Читать «Короче:» онлайн - страница 15

Линор Горалик

В трубке помолчали, провалилась вниз еще одна монетка, в трубке сказали:

— Колись.

— Просто я боялся, что позже не получится, — сказал он со вздохом.

— Я тебе давно говорила, — недовольно отозвались в трубке.

Он вспомнил, как углублял яму, и как комья земли вылезали на поверхность, опутанные тончайшими бледными волосами травяных корней. Прядь этих волос, очищенная от грязи, лежала в закопанной коробке, среди всего прочего, среди прочих свидетельств разной степени ценности: камень, похожий на птицу; кусок обоев; старые тяжелые очки (это было, пожалуй, рискованнее всего); железная плоская крышка с резиночкой внутри; два зуба. Он переложил трубку к другому уху и нехотя объяснил координаты коробки: где, как найти. Он всегда вел честную игру. Его попросили объяснить как следует, он ответил раздраженно.

— Я уже устала тут стоять, — так же раздраженно сказали в трубке, он вздохнул и объяснил как следует. В трубке зашуршала бумажка, потом явственно сглотнули слюну, потом сказали не очень внятно:

— Даю отбой.

Он слез с кровати и пошел через жухлый жаркий двор на кухню, где было еще жарче; его шагов никто не услышал из-за звона, бульканья и шкворчания, он подошел и потерся щекой о чье-то бедро, его осторожно отстранили от плиты подальше и спросили:

— Упаковался?

Он не стал отвечать, а быстро перешел к окну и стал смотреть на девочку, которая шла к дому, волоча за собой табуретку. Руки у девочки были перепачканы землей.

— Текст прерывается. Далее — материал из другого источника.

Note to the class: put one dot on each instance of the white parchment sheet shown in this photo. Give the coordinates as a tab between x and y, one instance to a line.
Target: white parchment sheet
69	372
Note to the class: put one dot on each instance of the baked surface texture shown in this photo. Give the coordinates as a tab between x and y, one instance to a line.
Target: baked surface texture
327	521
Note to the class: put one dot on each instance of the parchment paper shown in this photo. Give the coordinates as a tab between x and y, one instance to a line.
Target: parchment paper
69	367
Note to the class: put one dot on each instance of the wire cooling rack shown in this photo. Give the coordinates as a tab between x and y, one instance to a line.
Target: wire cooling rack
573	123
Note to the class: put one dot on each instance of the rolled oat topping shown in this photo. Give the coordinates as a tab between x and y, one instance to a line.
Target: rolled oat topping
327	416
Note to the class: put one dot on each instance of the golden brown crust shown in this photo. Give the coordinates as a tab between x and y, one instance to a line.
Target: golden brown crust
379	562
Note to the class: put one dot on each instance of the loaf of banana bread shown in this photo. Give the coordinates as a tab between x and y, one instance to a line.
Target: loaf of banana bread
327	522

Ему на шею легла влажная ладонь, пахнущая клубничным вареньем, его спросили, кивая в сторону девочки:

— Опять вы с ней не разговариваете?

Он выскользнул из-под этой тяжелой ладони и пошел прочь из кухни.

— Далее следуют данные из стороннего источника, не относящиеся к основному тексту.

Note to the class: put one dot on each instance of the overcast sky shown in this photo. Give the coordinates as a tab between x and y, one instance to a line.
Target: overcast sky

— Свалится она в будке с этой табуретки, — ворчливо сказали у плиты. — Где они двушки берут, хотела бы я знать.

— Может быть, не надо было продавать дачу, — неуверенно сказал другой голос.

— Неважно, — ответили от плиты, — завтра в поезде помирятся.

Смешно же

Пили мало, просто окна были открыты, а за ними все делалось синим и пахло чем-то таким, что становилось смешно от любой глупости, и он был рад, что они все тут, и всех любил. Кто-то рассказал, как до смерти испугался однажды упавшего за шиворот птенца, — орал и скакал, надорвал голос (ему тут же ответили: "Можно подумать, ласточки выживают!" — и тоже хохотали до слез). Девушка, которую привел Паша, рассказала, что в детстве боялась Боярского в роли кота, — убегала на кухню, один раз даже полезла прятаться в холодильник, — "А там пингвин!" — вдруг сказал Паша, все грохнули, Марина простонала: "Это что же вы, люди… Ну прекратите… Живот же болит…" "Это что, действительно," — сказал он и засмеялся, — "Вот у меня было: года, наверное, четыре, мама меня посадила на колени и говорит: "Я не мама, я волк, превратившийся в маму!" Я не поверил, она говорит: "Нет, правда! Я волк, превратившийся в маму! Я тебя сейчас съем!" И так раз пять, я такой: "Да нет, нет!", а она: "Да! Да!" — и тут я вдруг поверил. Вот это я испытал ужас. Вот это был ужас так ужас. Я так поверил, что это был знаете, какой ужас? Ого!" — он засмеялся опять и помахал пластиковым стаканчиком, — но ничего не произошло, и он подивился, что отсюда, с пятнадцатого этажа, вдруг стало слышно, как по улице тащится медленный ночной троллейбус.